Commodity momentum: geopolitics and Chinese inflation in focus


Geopolitical concerns over ongoing tensions in North Korea and Iran, in which another round of nuclear negotiations with Western nations yielded no result, and news of an easing of Chinese inflation fears have given the energy and industrial metals a small boost.

The easing of inflationary pressure in China, which is primarily due to a sharp reduction in the cost of food, has lowered the risk for a tightening of monetary policy. Such tightening could have triggered a reduction in demand for key commodities such as oil and industrial metals. Any potential for a war with North Korea or increased tensions in the Middle East carries the risk of disrupting the supply of oil, thereby helping to keep it supported at a time of reduced demand and ample supply.

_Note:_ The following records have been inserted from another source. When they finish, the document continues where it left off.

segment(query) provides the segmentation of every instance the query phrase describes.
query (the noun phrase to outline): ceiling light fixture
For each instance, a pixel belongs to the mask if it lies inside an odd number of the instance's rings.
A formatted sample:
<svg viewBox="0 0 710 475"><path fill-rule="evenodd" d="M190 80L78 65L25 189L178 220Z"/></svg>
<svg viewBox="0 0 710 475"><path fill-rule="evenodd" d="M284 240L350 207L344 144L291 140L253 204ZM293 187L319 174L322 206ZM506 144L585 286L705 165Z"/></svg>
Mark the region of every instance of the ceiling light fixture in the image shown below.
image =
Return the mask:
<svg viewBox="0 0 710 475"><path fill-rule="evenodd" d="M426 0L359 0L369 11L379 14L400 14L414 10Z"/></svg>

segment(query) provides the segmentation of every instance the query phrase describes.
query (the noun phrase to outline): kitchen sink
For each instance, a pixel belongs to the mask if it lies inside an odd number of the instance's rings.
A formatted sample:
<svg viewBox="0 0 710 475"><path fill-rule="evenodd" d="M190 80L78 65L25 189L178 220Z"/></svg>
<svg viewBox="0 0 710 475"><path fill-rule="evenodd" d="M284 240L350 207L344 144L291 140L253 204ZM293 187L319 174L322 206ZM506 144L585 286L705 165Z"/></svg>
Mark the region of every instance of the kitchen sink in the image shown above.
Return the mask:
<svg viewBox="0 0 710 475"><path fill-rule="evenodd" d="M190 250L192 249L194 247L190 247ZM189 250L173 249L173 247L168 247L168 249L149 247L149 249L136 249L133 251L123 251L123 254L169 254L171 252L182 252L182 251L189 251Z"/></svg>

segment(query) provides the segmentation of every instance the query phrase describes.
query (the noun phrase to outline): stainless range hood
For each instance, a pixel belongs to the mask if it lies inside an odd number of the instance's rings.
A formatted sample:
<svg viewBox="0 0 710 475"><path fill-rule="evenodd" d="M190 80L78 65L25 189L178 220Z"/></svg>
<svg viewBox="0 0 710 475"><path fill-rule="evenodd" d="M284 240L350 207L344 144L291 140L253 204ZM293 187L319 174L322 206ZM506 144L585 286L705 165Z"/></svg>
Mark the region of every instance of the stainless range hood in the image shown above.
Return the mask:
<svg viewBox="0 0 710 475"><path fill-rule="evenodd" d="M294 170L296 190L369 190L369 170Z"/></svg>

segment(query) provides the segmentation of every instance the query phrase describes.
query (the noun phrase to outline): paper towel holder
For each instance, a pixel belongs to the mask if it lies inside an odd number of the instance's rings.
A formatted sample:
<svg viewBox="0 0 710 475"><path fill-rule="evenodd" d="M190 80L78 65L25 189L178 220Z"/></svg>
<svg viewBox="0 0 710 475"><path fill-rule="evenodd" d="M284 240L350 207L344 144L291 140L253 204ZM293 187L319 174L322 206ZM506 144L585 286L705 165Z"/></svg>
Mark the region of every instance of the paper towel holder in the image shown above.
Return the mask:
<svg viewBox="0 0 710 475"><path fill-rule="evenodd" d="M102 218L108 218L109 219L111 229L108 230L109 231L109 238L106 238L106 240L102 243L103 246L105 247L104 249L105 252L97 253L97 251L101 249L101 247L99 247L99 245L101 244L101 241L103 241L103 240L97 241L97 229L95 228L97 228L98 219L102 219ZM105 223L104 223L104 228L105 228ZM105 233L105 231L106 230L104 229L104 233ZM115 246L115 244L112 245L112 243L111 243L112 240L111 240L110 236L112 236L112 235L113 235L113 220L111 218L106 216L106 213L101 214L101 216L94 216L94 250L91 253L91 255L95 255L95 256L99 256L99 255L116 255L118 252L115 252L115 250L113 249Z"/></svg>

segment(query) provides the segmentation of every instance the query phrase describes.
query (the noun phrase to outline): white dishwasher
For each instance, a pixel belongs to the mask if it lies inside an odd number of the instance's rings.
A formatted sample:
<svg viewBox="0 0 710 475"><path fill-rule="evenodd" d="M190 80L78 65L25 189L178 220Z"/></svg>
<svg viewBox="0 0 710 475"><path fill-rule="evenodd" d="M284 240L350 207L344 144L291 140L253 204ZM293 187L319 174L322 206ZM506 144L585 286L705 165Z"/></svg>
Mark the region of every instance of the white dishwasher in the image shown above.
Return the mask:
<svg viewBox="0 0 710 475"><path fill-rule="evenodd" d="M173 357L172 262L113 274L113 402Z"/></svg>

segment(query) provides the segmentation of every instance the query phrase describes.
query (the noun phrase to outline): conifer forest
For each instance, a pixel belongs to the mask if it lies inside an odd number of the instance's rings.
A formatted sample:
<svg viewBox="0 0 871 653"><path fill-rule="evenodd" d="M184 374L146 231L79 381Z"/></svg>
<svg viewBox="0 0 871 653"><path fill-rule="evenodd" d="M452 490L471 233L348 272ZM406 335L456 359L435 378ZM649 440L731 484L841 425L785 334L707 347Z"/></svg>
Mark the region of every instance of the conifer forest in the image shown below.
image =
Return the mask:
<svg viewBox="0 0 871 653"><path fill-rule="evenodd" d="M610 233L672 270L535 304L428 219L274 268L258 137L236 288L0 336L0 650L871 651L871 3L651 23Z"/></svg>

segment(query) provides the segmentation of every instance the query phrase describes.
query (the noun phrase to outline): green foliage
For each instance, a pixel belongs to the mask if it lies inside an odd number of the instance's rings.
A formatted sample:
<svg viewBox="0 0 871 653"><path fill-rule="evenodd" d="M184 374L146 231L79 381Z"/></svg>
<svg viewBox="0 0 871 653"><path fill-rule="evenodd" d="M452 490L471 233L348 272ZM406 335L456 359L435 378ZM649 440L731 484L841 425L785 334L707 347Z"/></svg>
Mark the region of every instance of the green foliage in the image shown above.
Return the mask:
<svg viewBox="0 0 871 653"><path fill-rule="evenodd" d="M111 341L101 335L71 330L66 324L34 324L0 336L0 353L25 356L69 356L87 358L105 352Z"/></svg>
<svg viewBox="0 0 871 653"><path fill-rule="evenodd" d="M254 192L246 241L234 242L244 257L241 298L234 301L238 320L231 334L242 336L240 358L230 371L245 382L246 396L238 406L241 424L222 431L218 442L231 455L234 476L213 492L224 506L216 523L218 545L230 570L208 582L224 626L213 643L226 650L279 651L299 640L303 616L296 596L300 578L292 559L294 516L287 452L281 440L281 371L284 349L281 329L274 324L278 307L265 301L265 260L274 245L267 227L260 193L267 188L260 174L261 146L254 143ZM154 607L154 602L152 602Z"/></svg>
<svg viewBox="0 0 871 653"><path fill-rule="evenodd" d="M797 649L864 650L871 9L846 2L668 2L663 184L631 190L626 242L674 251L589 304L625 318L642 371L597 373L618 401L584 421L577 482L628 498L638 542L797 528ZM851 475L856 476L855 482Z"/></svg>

Despite these supporting factors, momentum across most of the major commodities remains negative as growth expectations have eased, grain supplies will more than cover global demand ahead of the harvest this autumn and industrial metals have seen a pick-up in supply as new production has become available. Precious metals are struggling as US equities have bounced from last week's sell-off following the disappointing job report, while ETP holdings continued to be reduced.

WTI Crude looks set to join Brent Crude in showing negative momentum in what has been a delayed reaction to the sell-off witnessed last week. Elsewhere, wheat prices, which suffered the least during the Easter cull, have also recovered the fastest due to concerns about the US winter crop. The concerns eased overnight, with crop ratings now beginning to improve following what has been a very harsh winter due to drought and little snow cover to protect them from the cold.